Tales from the Lockpicking Village

Marcus Richerson

This talk will cover a variety of techniques utilized to defeat locks and physical security mechanisms, stories about lock picking villages and provide tips and tricks for hosting a successful lockpicking village.

Marcus has been working in information security over 12 years and currently hacks at Somerset Recon. He actively host and participates in capture the flag hacking competitions and enjoys reverse engineering, exploit development, lock picking, SCADA security, embedded device hacking, web hacking and mobile application hacking.

Let’s Talk About WAF (Bypass) Baby

Security Panda

All modern Web Application Firewall are able to intercept (and even block) most common attacks from the web. However, what happens when an attacker uses HTTP2 to send attack traffic to a web application or service? In this talk we will cover basic attacks against web applications and services using HTTP2 to bypass WAFs and Proxys. Attendees will gain knowledge of how to bypass WAF and Proxies using the HTTP2 Protocol, and steps they can take to protect them selves against these kinds of attacks.

Brett is a Breaker of Web Applications, Leader of a DefCon Group, Maker of Tasty Food, and Owner of a Majestic Beard. He has over 17 years of experience in IT and Security, specializing in Web Application Pentesting, PCI practices, vulnerability scanning, and management.

Competing for the Future: Building and Automation InfoSec Competitions

Wasabi & bluescreenofwin

Ever wonder what it takes to build a information security competition? This talk covers the challenges of building competitions that challenge professions and students that stay fresh and relevant with the constant changes in the industry.

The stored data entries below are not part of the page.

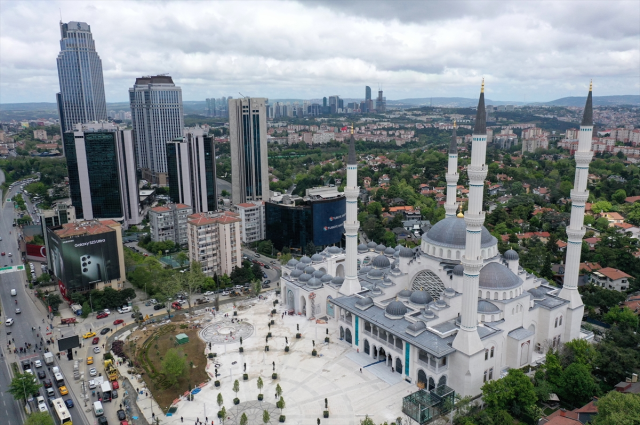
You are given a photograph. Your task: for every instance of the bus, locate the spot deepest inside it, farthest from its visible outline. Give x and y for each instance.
(61, 412)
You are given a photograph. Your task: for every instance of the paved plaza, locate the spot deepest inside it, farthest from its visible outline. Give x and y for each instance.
(305, 380)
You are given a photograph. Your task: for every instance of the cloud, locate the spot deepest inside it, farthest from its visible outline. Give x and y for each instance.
(536, 50)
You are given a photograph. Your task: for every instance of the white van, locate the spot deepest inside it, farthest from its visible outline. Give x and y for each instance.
(97, 409)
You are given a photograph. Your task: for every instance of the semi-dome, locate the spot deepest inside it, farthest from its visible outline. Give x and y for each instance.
(452, 233)
(396, 309)
(420, 297)
(498, 276)
(405, 293)
(487, 307)
(511, 255)
(381, 262)
(406, 252)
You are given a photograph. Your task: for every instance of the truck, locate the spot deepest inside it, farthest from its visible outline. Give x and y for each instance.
(110, 371)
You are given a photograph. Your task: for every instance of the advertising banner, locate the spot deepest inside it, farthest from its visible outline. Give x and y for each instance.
(80, 261)
(328, 221)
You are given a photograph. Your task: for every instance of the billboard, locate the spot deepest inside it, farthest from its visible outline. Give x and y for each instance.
(80, 261)
(328, 221)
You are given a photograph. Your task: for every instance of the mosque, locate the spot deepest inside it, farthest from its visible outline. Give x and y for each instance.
(453, 311)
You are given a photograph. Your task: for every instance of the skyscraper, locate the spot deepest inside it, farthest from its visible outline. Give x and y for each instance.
(191, 165)
(248, 138)
(157, 117)
(81, 98)
(102, 173)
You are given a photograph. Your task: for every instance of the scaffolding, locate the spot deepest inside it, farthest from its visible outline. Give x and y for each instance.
(422, 406)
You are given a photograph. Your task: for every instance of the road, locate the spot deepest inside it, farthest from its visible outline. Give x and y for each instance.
(20, 332)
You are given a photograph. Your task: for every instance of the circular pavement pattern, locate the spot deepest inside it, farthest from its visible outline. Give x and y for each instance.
(226, 332)
(254, 411)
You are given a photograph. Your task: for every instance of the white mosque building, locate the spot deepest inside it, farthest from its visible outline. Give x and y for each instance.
(453, 311)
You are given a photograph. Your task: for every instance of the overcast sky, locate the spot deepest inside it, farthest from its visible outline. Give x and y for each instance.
(527, 51)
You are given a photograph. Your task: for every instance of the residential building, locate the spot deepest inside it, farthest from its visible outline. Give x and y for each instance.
(103, 184)
(169, 223)
(81, 97)
(214, 240)
(157, 116)
(248, 139)
(191, 168)
(252, 216)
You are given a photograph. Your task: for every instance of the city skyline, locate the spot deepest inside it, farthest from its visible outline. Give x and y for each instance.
(542, 51)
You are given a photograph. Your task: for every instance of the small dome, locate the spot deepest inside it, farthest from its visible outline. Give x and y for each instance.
(405, 293)
(511, 255)
(396, 309)
(420, 297)
(305, 260)
(338, 280)
(487, 307)
(305, 277)
(458, 270)
(406, 252)
(381, 262)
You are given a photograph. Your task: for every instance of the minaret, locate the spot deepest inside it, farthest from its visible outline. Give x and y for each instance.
(467, 340)
(351, 285)
(452, 175)
(576, 231)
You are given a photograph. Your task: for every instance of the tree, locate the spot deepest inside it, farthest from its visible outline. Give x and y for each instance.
(39, 418)
(174, 365)
(618, 409)
(23, 385)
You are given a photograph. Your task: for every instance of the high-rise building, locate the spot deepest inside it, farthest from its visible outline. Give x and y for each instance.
(248, 138)
(101, 162)
(157, 116)
(191, 165)
(81, 98)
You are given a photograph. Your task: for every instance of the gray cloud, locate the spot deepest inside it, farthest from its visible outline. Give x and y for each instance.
(533, 50)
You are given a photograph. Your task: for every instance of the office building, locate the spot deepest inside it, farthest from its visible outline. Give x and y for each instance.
(157, 116)
(191, 166)
(248, 138)
(169, 223)
(81, 97)
(214, 240)
(101, 163)
(253, 221)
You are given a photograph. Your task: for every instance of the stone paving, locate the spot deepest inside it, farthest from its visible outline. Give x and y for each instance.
(305, 380)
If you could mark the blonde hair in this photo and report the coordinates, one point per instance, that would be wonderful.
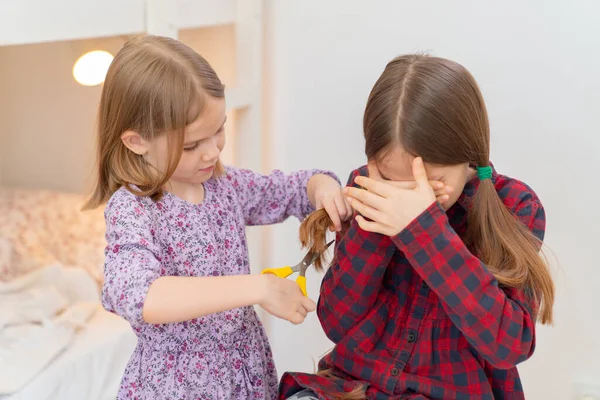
(154, 86)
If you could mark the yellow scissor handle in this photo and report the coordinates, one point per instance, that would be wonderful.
(280, 272)
(284, 273)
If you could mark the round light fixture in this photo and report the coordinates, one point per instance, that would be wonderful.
(90, 69)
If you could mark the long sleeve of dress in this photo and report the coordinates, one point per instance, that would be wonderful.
(269, 199)
(132, 257)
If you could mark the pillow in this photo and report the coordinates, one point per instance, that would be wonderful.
(40, 227)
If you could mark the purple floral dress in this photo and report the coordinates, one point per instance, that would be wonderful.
(219, 356)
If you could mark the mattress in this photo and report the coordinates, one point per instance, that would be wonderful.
(90, 368)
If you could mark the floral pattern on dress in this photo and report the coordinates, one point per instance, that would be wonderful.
(219, 356)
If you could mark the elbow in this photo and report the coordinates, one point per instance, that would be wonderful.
(502, 357)
(329, 322)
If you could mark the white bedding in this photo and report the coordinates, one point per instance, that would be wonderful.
(56, 342)
(92, 366)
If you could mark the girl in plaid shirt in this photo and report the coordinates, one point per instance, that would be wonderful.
(429, 299)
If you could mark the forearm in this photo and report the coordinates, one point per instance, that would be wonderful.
(175, 298)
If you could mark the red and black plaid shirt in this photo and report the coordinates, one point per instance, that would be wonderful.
(419, 316)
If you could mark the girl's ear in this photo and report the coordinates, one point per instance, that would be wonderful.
(134, 142)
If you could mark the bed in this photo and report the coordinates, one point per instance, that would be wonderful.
(49, 157)
(47, 243)
(92, 366)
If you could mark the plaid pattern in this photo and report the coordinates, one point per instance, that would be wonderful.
(418, 316)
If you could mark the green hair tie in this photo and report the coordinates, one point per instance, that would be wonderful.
(484, 173)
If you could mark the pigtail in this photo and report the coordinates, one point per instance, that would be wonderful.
(313, 235)
(509, 249)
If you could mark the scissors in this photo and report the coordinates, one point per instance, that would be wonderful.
(301, 268)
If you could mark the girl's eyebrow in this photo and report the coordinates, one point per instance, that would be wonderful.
(198, 140)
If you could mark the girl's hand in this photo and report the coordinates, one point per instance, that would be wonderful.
(284, 299)
(324, 192)
(391, 206)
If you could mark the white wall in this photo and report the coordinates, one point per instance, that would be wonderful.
(537, 63)
(47, 120)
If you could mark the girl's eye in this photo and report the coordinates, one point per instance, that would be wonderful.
(194, 147)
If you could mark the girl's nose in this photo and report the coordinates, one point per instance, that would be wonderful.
(211, 154)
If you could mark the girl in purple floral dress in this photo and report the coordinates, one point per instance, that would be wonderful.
(176, 262)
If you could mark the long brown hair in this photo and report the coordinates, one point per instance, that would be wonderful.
(434, 109)
(154, 86)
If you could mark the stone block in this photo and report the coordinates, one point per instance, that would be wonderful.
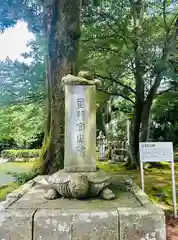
(141, 224)
(16, 224)
(96, 225)
(52, 224)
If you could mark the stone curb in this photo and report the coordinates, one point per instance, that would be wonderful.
(16, 194)
(142, 197)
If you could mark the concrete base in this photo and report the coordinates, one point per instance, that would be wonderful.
(131, 216)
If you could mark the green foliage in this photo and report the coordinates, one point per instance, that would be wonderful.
(20, 154)
(165, 118)
(22, 123)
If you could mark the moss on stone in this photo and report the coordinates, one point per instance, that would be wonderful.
(4, 190)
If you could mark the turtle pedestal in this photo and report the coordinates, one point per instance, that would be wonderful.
(130, 216)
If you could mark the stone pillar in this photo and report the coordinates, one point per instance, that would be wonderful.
(101, 145)
(80, 124)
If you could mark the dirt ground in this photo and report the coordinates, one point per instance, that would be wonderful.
(172, 227)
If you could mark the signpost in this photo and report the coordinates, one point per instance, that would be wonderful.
(158, 152)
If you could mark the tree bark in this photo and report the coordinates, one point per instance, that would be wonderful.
(134, 135)
(63, 33)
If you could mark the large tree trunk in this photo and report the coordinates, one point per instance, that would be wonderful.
(134, 135)
(63, 32)
(145, 123)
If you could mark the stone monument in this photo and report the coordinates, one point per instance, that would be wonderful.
(26, 214)
(101, 139)
(80, 178)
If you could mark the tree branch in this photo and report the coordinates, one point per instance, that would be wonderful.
(116, 94)
(165, 91)
(116, 81)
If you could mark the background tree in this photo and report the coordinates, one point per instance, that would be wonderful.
(135, 40)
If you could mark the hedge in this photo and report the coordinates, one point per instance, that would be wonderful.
(25, 154)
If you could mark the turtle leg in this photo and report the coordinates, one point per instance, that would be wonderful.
(107, 194)
(51, 194)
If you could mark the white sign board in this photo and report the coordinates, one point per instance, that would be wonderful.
(158, 152)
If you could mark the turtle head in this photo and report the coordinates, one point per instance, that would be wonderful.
(79, 186)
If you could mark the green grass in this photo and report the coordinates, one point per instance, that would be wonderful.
(16, 167)
(4, 190)
(157, 181)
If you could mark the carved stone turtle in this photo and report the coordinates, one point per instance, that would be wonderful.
(79, 185)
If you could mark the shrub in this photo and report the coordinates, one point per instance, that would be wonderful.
(24, 154)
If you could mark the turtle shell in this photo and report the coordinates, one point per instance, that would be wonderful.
(97, 182)
(59, 181)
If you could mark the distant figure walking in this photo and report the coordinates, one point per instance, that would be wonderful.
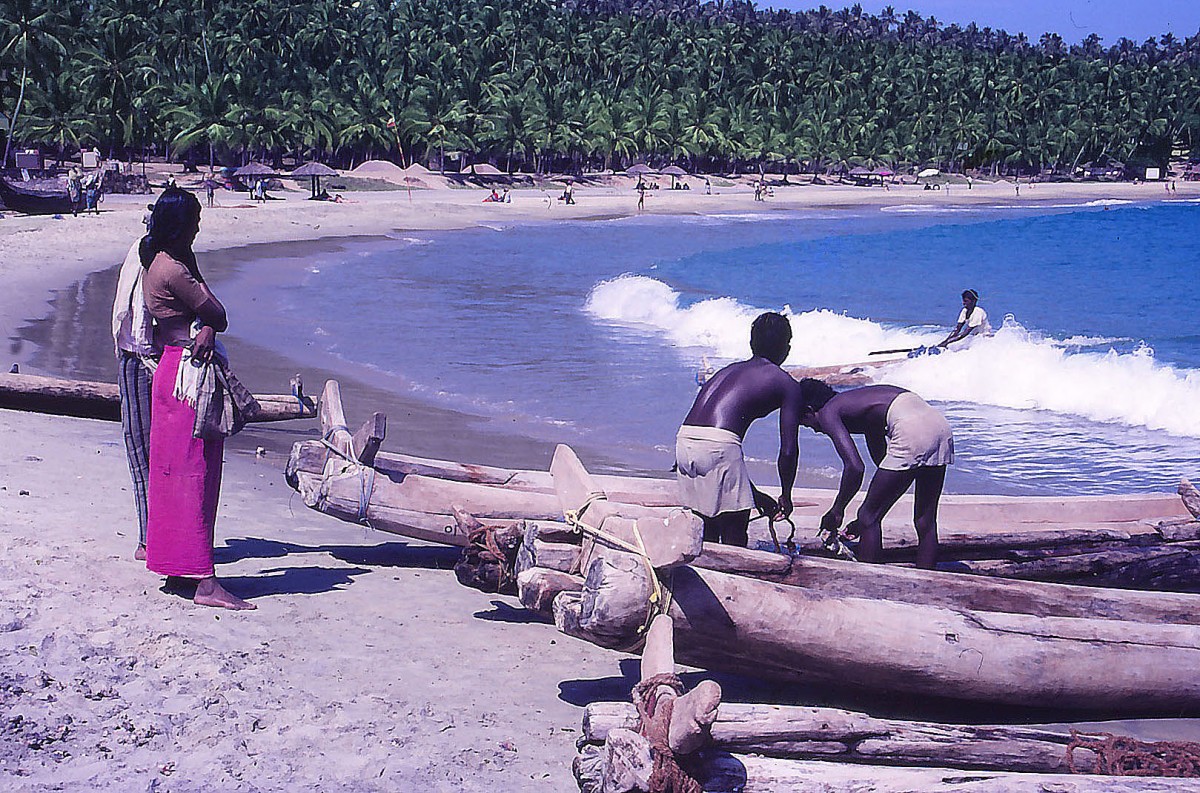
(185, 472)
(972, 320)
(909, 440)
(713, 478)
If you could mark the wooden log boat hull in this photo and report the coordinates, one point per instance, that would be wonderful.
(749, 626)
(30, 202)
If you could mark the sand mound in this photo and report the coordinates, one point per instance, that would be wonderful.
(378, 169)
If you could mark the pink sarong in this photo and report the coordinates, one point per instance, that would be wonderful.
(184, 484)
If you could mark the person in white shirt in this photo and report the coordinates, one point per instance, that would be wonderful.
(972, 320)
(137, 356)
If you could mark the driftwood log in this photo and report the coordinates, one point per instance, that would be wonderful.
(88, 400)
(846, 737)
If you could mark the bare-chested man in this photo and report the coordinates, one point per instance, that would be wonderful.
(713, 478)
(907, 439)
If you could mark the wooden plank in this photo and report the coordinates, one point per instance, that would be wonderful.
(760, 629)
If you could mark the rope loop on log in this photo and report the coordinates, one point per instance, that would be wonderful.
(666, 776)
(1122, 756)
(366, 478)
(483, 542)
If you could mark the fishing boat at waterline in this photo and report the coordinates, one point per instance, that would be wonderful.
(604, 556)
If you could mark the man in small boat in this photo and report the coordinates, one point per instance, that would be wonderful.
(972, 320)
(909, 440)
(713, 478)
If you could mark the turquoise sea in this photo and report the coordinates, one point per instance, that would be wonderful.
(593, 331)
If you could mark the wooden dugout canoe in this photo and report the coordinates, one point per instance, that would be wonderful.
(90, 400)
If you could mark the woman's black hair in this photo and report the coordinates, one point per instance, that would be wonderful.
(173, 220)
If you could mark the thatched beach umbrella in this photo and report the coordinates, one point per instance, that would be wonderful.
(253, 170)
(315, 170)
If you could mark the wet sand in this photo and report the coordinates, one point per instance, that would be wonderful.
(366, 666)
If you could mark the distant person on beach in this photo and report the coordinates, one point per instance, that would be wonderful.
(185, 472)
(713, 478)
(137, 355)
(972, 320)
(909, 440)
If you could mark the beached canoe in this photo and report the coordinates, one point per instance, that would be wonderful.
(1145, 541)
(30, 200)
(90, 400)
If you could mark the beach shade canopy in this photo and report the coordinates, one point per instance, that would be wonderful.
(255, 169)
(315, 170)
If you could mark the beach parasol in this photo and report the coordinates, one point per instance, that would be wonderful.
(315, 170)
(252, 169)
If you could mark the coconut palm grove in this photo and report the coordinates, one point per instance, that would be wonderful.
(538, 85)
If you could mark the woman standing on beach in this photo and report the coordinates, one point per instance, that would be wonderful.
(185, 472)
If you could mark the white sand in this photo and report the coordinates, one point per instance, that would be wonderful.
(366, 665)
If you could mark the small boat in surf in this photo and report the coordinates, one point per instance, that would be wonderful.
(47, 198)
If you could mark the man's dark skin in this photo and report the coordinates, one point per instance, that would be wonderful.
(732, 400)
(864, 412)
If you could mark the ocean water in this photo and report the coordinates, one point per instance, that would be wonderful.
(595, 330)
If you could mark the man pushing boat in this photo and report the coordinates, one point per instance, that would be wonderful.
(713, 478)
(909, 440)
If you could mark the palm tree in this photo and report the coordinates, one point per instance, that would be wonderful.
(31, 35)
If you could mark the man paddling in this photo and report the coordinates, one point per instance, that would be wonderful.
(972, 320)
(713, 478)
(909, 440)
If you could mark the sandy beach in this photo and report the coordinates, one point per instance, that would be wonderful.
(366, 665)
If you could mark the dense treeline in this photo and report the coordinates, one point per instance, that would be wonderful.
(535, 84)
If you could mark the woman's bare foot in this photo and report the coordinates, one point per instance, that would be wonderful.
(210, 593)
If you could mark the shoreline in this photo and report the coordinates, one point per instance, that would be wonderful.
(366, 666)
(301, 229)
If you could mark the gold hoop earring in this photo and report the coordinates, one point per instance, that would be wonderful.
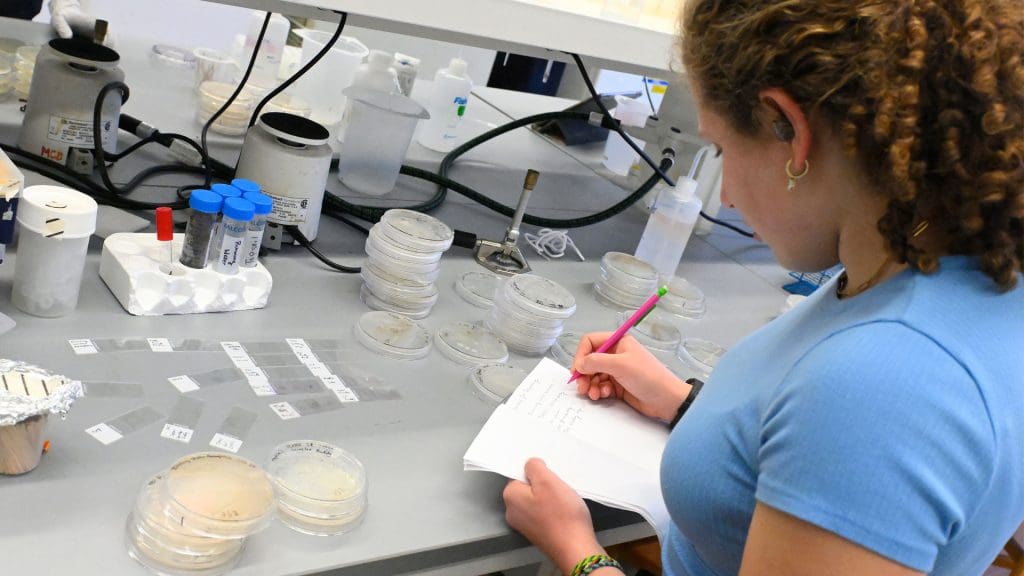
(794, 177)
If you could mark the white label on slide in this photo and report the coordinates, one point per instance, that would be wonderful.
(103, 434)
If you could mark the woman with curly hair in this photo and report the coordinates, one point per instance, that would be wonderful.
(878, 428)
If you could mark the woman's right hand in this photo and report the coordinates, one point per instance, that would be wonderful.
(630, 372)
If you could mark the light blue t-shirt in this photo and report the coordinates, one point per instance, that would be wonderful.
(894, 419)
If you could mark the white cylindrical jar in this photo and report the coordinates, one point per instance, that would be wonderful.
(289, 156)
(55, 224)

This talk will cover the Western Regional Cyber Defense Competition and the efforts we have put into building a more realistic and challenge competition through custom tooling, infrastructure, and applications that we have been building into our competitions. Some of the things we will be covering include using modern tools such as Ansible in combination with our agent “Mr. Smith” which can allow for a highly scalable competition, and how to build and deploy usable ICS systems quickly for competitions.

wasabi: Perpetual researcher, tinkerer of electronics, builder of competitions, and experimenter of IoT.

bluescreenofwin: Senior windows system administrator, maker of beer, and enthusiast Windows hacker. Beer, binary, Battlestar Galactica.